A votação das PECs da Blindagem e da Anistia, na última semana, escancarou um Congresso preocupado apenas consigo mesmo. No comando da Câmara, Hugo Motta (Republicanos-PB) mostrou-se como um personagem principal do jogo político mais rasteiro: sem palavra, sem pulso e sem firmeza. Virou fantoche de interesses próprios, aliado ao que há de mais atrasado no Nordeste — as velhas oligarquias familiares. O que se viu em Brasília foi o reflexo de um Brasil que precisa mudar se quiser acompanhar o avanço das pautas progressistas no mundo atual.

A reação da Câmara às últimas decisões do Supremo Tribunal Federal (STF) foi puro corporativismo. Deputados tentaram se blindar enquanto atacavam os ministros. A condenação de Jair Bolsonaro e de outros envolvidos na tentativa de golpe abriu uma corrida pela fiscalização e pela criminalização do orçamento secreto — apelido elegante para os desvios de verba — e das emendas “pix”, aquele dinheiro fácil tão esperado por prefeitos e parlamentares em seus redutos eleitorais. Cerca de 80 deputados estão agora na mira do ministro Flávio Dino, que se apresenta como grande paladino da moralidade diante da farra das emendas parlamentares.

Nas redes sociais, a resposta foi imediata. Milhares de críticas revelaram um país diante do espelho, chocado com a própria imagem. O que se vê é uma nação remendada por grupos de poder que atuam contra os interesses populares. Sempre foi assim, mas agora está claro demais para ser ignorado.

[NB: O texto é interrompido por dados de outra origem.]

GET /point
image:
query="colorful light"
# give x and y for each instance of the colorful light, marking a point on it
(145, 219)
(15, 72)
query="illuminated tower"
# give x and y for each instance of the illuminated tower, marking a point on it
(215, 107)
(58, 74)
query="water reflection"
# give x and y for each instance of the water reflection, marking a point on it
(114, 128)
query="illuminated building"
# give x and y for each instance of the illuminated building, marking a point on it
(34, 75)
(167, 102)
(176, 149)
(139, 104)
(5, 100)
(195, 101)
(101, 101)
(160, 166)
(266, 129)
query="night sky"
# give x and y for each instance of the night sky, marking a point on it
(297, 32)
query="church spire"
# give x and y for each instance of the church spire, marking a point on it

As pesquisas de opinião confirmam esse desgaste. O índice de confiança no Congresso caiu ainda mais após a votação, mostrando que a distância entre parlamentares e sociedade segue crescendo. Para a maioria dos brasileiros, a Câmara transformou-se em palco de barganhas, distante dos problemas reais do país. Nesse cenário, a chamada “dosimetria de pena”, empreendida por Michel Temer, Aécio Neves e Paulinho da Força, surge como uma tentativa atabalhoada de colocar panos quentes no estrago causado — mas, em vez de reparar a imagem, reforça a percepção de que deputados legislam apenas em causa própria. A intenção de pacificar o país pode agravar ainda mais a polarização tóxica em um cenário político altamente fragilizado.

Além disso, esses senhores, ensimesmados em sua redoma de interesses e no alto de suas irresponsabilidades, abriram um precedente grave: o voto secreto, a deliberação sobre quem pode ser julgado e o conluio cada vez mais escancarado com o crime organizado. O resultado é um abalo profundo na credibilidade da instituição, hoje vista por muitos como sinônimo de privilégios e impunidade.

Nas ruas e nas redes, o sentimento é de desalento permanente com a atividade parlamentar. O Congresso, que deveria representar a sociedade, hoje reflete apenas o seu próprio jogo de poder — e esse espelho devolve uma imagem que o Brasil já não suporta mais encarar. A tentativa de fundar, por lei, um sindicato de deputados pegou mal e escancarou uma casta de gente egoísta, legislando pelo condão de seus próprios interesses.

Após a condenação de Bolsonaro, o Brasil acordou mais atento às artimanhas de ratos dissimulados, que não possuem mais vergonha de mostrar suas mazelas na cara dura. Com a aprovação, cabe agora ao Senado — que se posicionou contra essa excrescência — corrigir o estrago feito pela Câmara. Mas o espelho não devolve apenas imagens de corrupção e impunidade: ele nos desafia a olhar para dentro de nós mesmos, a medir nossa ética, a questionar a política que acompanhamos, a examinar com cuidado a quem entregamos nosso voto e a construir, no cabedal de conhecimentos que cultivamos, a consciência capaz de transformar a sociedade que desejamos.

Do contrário, continuaremos enxugando gelo, entregando um cheque em branco assinado para aqueles que, de quatro em quatro anos, se elegem em causa própria.